Stairway to gluttony
Swensen’s Ice Cream Factory and Shoppe is a mid-priced family restaurant serving salads, sandwiches and, as the name would imply, ice cream. However, for the devout culinary connoisseur, there is but one real attraction: The Earthquake—eight different scoops of ice cream topped with eight different toppings, a generous helping of whipped cream, candy sprinkles and, not surprisingly, a cherry ($16.95). The names of all of those who have successfully mastered The Earthquake experience—eaten the entire thing in under an hour—are emblazoned in golden brass along the back wall of the modestly decorated and old-timey “shoppe.”
In preparation for the experience, I spent the day fasting. As the scheduled time for communion began to approach, I found myself craving fresh fruits and vegetables. Fortunately, I had the presence of mind to recognize that these cravings were distractions and did not give into temptation.
I joined up with two other pilgrims, Dan and David. The first task that faced us was to choose the flavors and toppings with which we would be grappling. David and I both opted for basic flavors like chocolate and vanilla matched with coffee-flavored ice creams. Dan chose to divide his flavors evenly between chocolate flavors and fruit sherbets.
We took to our respective Earthquakes like prizefighters, trying different approaches, working different areas.
After about 30 minutes, David took a look at the melting swirl of colors in Dan’s bowl. “Dan, yours looks like a clown melted,” he said. A moment later he added, “I honestly don’t think I can do this. I don’t care if I don’t finish this, I still have my dignity.”
Dan responded, “I guess you can call the life of loserdom ‘dignity.’ “
“Do you really think you’ll be able to do it?”
“You don’t know how bad I want that brass plaque.”
A few grueling minutes later, Dan announced, “I’m glad that there’s no rule against going to the bathroom.” He then got up and disappeared into the men’s room. When he returned, he was strangely reenergized.
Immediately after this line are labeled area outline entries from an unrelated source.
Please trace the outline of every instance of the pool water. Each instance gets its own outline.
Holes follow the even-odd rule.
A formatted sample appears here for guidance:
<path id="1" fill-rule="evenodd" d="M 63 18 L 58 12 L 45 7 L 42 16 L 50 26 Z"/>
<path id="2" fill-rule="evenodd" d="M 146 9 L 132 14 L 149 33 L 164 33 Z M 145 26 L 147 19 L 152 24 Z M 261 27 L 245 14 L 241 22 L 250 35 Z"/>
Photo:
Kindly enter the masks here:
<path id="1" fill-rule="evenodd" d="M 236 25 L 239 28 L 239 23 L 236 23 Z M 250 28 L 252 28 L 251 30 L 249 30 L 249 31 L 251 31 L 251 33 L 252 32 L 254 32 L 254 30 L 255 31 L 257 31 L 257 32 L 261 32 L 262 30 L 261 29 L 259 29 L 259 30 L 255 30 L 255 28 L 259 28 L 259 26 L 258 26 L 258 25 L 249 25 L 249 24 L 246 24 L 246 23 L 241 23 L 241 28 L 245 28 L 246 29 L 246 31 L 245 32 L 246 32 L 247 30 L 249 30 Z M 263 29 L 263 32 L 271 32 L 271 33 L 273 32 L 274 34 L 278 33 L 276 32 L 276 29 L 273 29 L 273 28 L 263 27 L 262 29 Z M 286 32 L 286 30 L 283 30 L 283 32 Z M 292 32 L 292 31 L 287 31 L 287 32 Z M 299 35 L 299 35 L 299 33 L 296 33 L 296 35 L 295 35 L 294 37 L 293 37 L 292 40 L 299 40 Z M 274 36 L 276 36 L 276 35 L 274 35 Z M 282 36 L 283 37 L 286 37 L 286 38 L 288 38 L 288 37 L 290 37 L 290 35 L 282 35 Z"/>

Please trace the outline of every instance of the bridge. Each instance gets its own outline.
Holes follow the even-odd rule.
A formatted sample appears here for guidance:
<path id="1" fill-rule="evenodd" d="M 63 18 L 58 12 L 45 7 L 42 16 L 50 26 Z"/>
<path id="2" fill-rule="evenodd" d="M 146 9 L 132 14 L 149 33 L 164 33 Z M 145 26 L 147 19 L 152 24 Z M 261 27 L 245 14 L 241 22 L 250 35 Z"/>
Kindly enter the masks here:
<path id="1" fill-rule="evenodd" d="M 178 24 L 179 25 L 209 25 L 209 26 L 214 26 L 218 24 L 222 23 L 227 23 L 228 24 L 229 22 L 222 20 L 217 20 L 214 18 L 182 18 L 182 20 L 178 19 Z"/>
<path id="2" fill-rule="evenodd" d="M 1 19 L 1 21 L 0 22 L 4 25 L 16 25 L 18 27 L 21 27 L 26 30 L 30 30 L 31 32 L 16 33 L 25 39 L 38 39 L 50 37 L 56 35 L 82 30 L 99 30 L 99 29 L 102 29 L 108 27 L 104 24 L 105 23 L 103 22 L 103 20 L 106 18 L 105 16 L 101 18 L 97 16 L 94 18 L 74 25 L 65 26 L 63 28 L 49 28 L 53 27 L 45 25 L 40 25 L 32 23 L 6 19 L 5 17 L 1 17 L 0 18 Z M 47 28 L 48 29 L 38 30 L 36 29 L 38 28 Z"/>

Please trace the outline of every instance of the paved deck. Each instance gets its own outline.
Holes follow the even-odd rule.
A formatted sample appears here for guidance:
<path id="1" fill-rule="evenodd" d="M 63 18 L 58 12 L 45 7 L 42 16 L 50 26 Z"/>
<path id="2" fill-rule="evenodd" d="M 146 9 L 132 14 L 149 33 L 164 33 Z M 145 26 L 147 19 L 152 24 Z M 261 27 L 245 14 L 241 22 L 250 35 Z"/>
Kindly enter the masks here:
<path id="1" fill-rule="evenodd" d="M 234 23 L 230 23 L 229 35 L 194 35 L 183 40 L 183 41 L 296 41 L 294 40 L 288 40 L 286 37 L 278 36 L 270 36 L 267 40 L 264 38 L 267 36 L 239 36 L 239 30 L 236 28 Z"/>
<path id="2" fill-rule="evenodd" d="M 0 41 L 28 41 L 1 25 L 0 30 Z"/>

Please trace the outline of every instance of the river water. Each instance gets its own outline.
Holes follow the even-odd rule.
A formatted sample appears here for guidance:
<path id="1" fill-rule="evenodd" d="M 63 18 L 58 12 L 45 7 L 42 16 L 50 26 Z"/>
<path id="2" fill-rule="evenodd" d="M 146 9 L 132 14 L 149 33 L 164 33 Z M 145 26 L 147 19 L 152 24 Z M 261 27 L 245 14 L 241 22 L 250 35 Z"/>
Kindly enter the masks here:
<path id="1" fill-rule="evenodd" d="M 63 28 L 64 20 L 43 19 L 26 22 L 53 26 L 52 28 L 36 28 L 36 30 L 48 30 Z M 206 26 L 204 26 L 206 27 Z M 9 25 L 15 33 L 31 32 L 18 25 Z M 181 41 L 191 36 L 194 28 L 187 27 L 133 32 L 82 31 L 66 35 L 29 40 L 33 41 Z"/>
I decided to follow his cue and went to the bathroom myself. I took a long look in the mirror. All right, kid, I thought, you can do this. And then I walked meekly back to the table. I was shaking all over. My stomach was freezing cold and churning steadily. I had a hard time getting my eyes to focus.
“You’ve got seven minutes left,” said David.
I looked at my bowl. There was just too much still there—at least a scoop and a half of ice cream, gelatinous gobs of caramel, airy fluffs of whipped cream. But then something happened: “Stairway to Heaven” came on the radio. I put my head down and began shoveling in the ice cream at a sickening rate. I was on an escalator to victory.
Just as the song was reaching its climactic guitar solo, I threw my spoon into the empty bowl and raised my hand in a triumphant thumbs-up. Robert Plant belted out, “And as we wind on down the road, our shadows taller than our souls, there walks a lady we all know-we-oh!”
“How often do people try to do this?” Dan asked our waiter.
“Well, somebody tries nearly every time I work. But only maybe one in every 10 actually succeeds.”
One in 10. Dan and I have now joined the ranks of one of the most elite cadres in all of the culinary arts.